Abstract

Donation after circulatory determination of death (DCDD), formerly non-heart-beating donation and donation after cardiac death, has been re-introduced into clinical practice in France since June 2006 as a potential solution to organ shortage, but this kidney transplantation programme is not popular yet, mainly because of logistical concerns and uncertainty about the long-term warm ischaemia impact on transplanted kidneys. Our institution started the DCDD programme in January 2007, following the national 'BioMedicine Agency' protocol. We only considered uncontrolled donors with an initial no-flow period (i.e. delay between collapse and external cardiac massage start) <30 min. A 5-min stand-off period was observed before declaring the death and performing in situ cold perfusion, and since January 2010, normothermic subdiaphragmatic extracorporeal membrane oxygenation. All kidneys were machine-perfused using the hypothermic pulsatile preservation system before transplantation. Morphologic assessment and perfusion indexes were used to assess the suitability for transplantation. From January 2007 to December 2010, our team performed 58 kidney transplantations from uncontrolled Maastricht Category I and II donors. Mean recipient age was 47 ± 9 years. Male/female ratio was 45/13. Mean waiting time on transplantation registry was 30 months (4-180).

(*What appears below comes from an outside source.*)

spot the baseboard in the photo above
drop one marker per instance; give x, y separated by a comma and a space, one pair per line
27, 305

Mean cold ischaemia time was 13 h 40 min (7-18) and pulsatile perfusion time 8 h (1-16). We had three cases (5%) of primary non-function (PNF) and 95% of delayed graft function. There was no increase in biopsy-proven acute rejection incidence (12.7%). Patient and graft survivals were 98 and 91.4%, respectively, at 1 year and 98 and 88%, respectively, at last follow-up. Estimated glomerular filtration rate ( Modification of Diet in Renal Disease formula) was 48 ± 16 mL/min/1.73 m(2) at 1 year and 48 ± 15 mL/min/1.73 m(2) at the last follow-up. DCDD kidneys are a valuable additional source of organs for transplantation. Our results show encouraging outcomes, which give rise to further interest in this donor pool. Respecting the national protocol is crucial to prevent PNF and deleterious warm ischaemia effect on transplanted kidney.